The ICVCM, the body responsible for the supply side of VCMs, recently released its full global benchmark for high-integrity carbon credits with the goal of maximising the ability of VCMs to support delivery of global climate targets.
Finkelstein said that certification of carbon credits needs to be a “rigorous process with integrity and checks”.
The revisions to Verra’s VCS would align the programme with integrity initiatives in the VCM, including the ICVCM.
Transparency through technology
Verra is not the only organisation in the carbon credit space which has targeted a boost in transparency and credibility through tech-based solutions.
Puleston Jones said that there are several early-stage ‘CarbonTech’ companies that have come to market to raise seed and Series A capital, highlighting the use of technologies including satellite imagery, radar, lidar, geolocation, drones and artificial intelligence.

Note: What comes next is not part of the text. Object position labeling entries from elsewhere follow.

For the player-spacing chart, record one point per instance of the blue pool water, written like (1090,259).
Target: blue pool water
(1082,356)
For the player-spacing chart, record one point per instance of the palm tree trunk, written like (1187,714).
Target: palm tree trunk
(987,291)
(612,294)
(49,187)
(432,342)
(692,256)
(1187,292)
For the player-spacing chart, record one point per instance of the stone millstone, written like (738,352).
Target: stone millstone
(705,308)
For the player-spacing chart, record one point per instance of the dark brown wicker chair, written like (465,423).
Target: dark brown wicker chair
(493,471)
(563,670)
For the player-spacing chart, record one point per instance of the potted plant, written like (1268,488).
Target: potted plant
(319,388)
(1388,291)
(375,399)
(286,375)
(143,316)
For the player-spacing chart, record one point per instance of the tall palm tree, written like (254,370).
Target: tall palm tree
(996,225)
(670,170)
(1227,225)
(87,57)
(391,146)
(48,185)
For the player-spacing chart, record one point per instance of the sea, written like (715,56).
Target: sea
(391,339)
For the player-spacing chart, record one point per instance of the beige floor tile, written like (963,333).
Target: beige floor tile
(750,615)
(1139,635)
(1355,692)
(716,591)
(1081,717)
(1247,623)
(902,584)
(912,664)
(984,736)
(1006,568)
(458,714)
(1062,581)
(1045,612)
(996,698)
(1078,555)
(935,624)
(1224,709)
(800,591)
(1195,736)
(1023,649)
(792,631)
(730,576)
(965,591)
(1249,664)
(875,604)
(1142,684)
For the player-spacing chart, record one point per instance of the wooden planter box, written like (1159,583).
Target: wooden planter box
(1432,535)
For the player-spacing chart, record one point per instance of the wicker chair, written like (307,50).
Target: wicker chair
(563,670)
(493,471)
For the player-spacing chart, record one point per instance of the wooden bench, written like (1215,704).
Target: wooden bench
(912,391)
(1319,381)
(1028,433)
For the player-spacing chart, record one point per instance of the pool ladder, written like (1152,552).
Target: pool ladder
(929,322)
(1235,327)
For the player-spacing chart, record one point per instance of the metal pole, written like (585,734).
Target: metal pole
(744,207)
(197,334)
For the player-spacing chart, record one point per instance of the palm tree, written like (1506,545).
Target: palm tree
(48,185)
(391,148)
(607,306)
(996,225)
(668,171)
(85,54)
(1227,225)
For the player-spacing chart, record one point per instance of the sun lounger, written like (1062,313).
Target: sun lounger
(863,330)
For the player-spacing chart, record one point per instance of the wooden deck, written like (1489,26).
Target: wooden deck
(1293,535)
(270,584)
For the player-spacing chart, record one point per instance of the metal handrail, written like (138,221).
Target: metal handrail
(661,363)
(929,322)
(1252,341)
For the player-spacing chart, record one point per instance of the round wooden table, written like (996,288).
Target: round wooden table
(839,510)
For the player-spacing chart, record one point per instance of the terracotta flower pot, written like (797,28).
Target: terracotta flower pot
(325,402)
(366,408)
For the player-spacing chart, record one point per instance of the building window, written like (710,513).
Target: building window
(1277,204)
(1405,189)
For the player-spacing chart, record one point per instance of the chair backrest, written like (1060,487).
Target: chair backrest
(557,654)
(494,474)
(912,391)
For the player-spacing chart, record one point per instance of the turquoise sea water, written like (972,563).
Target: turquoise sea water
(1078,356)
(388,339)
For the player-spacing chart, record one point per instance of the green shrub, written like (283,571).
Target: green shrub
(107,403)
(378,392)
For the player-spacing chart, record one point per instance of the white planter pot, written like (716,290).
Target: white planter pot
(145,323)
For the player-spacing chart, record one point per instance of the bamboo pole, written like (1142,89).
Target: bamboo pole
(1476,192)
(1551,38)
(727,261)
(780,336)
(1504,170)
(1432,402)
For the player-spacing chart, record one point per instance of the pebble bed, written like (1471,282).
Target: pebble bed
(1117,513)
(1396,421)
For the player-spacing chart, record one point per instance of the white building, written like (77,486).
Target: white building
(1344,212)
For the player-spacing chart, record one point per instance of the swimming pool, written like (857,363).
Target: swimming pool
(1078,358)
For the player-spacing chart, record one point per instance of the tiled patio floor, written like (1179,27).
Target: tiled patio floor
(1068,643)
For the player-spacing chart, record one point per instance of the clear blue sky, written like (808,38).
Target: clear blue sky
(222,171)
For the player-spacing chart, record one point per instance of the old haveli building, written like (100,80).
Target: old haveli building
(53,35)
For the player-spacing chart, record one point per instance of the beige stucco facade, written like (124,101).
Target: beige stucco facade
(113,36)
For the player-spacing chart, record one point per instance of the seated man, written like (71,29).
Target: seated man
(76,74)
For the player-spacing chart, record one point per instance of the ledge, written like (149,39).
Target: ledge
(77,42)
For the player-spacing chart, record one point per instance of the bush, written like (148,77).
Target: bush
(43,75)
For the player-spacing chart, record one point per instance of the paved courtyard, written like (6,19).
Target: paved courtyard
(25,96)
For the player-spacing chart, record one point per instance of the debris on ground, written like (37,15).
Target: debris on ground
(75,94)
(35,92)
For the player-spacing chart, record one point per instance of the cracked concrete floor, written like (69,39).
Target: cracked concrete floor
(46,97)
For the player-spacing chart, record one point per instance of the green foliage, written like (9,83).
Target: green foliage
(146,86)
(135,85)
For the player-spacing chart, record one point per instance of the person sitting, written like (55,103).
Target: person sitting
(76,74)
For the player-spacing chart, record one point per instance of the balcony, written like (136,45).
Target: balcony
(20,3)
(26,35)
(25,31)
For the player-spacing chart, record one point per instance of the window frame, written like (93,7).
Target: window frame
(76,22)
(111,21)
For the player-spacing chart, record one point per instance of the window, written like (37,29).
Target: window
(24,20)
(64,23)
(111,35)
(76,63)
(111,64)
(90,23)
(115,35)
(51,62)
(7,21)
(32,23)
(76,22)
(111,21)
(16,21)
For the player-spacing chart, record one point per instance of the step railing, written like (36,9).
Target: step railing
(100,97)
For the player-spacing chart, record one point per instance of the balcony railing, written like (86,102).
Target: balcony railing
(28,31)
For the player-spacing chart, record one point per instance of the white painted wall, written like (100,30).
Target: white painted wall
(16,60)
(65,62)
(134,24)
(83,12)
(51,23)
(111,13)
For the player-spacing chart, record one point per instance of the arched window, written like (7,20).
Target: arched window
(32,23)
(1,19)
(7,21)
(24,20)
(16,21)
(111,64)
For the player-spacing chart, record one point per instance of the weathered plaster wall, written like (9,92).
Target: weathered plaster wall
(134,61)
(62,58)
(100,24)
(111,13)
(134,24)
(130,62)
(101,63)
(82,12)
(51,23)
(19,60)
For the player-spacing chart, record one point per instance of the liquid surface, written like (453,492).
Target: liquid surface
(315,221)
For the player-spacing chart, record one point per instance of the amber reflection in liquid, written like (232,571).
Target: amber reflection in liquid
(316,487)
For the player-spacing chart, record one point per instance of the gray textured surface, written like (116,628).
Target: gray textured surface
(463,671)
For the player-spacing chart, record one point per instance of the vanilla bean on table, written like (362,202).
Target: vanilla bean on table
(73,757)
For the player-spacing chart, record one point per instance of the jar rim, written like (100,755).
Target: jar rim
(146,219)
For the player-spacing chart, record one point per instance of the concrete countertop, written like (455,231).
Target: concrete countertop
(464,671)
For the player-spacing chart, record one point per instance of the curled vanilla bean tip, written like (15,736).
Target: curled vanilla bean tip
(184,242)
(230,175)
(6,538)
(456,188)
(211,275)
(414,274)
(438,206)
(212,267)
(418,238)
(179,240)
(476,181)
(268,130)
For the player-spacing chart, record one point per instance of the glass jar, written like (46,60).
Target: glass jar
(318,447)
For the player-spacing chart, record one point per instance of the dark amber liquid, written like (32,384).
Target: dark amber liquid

Cargill, a global food, agriculture and bioindustrial firm, recently rolled out new deforestation-tracking technologies across its global soy, palm oil and cocoa supply chain. The partnership with Satelligence will see satellite-powered deforestation risk monitoring deployed to offer near-real time data and identify deforestation risks and breaches.
Global carbon ratings agency BeZero Carbon has partnered with environmental intelligence company Kayrros to enhance its VCM projects assessment. Through the partnership, Kayrros’ satellite-based mapping of the Amazon basin will be incorporated into BeZero Carbon’s ratings, which assess the quality of carbon credits. This mapping targets the provision of additional high-resolution, real-time data on tree cover and height as well as above-ground biomass, to better understand carbon project effectiveness.
Last week, BeZero bolstered its carbon estimate capabilities by collaborating with the Earth Observation and Geoinformatics Division at Brazil’s National Institute for Space Research (INPE) to improve its estimates in the Amazon. This will see data gathered by INPE’s satellite technologies be combined with carbon measured by scientists and incorporated into BeZero’s ratings to improve VCM transparency.
The company has also joined forces with research institutions TU-Dresden and the Royal Netherlands Meteorological Institute on a European Space Agency project that will use satellite capabilities to assess impact of wildfires on the carbon cycle. This project will gather data that will help BeZero develop near-real time monitoring tools for global fire emergencies that can help assess carbon losses.
Earlier this year, carbon credit ratings and analytics provider Sylvera raised US$57 million in a Series B funding round to scale its carbon intelligence platform in the US.
Despite companies beginning to use technologies, Puleston Jones suggested that there is a “gap in the market” for technology that makes it easier for project developers and companies to identify which current and under development methodologies might enable them to issue carbon offsets in relation to the carbon emissions that they plan to reduce or remove.
He described the current state of methodologies for carbon offsets as a “maze of complexity that requires a lot of manual due diligence”.